Shields has his attention on Ford, but his previously scheduled foe, Fitch, has been tabbed to compete for the promotion’s welterweight title later this year against champion Rousimar Palhares. Shields is hoping a win over Ford will put him next in line for the winner.
“Fitch has been a top guy in my weight class for the past six or seven years,” Shields acknowledged. “I’ve been looking to fight him for a long time. I’d love to fight him. Hopefully he’ll go out there and get through Palhares and we’ll make it happen.”

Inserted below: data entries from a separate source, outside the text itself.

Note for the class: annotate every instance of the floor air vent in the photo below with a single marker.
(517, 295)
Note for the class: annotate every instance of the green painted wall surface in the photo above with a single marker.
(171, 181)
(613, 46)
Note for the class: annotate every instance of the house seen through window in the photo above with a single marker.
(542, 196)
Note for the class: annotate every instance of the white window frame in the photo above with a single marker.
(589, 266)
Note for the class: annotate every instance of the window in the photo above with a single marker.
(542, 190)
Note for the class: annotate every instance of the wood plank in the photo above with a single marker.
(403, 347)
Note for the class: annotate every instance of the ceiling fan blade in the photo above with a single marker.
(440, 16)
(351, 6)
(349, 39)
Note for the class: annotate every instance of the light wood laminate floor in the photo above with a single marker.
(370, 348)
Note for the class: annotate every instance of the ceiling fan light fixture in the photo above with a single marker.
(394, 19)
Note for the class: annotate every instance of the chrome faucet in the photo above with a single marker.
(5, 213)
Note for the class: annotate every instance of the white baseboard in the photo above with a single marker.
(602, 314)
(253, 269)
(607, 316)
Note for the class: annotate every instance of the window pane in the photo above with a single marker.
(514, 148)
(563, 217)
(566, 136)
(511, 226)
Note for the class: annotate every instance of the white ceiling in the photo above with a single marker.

And should Fitch fall to the Brazilian submission ace, Shields would have no reservations challenging Palhares, despite his less-than-favorable reputation.
“He definitely appears to be a dirty fighter,” Shields claimed of the titleholder. “He likes to crank on things a little too hard. It’s a tough situation; he’s worried about guys saying they didn’t tap. He definitely cranks too hard, and he’s done it at submission tournaments as well.
“Obviously, it’s something you worry about a little bit—you don’t want to get your knee blown out—but I’d fight him.”
Whether it’s the knockout artist Ford, the grinder Fitch or the leg lock guru Palhares, Shields has plenty of tests in his near future. After six months away from the cage and a chance to recharge, he’s anxious to prove he’s still part of the welterweight elite. But no matter the outcome or opposition, it’s still just business.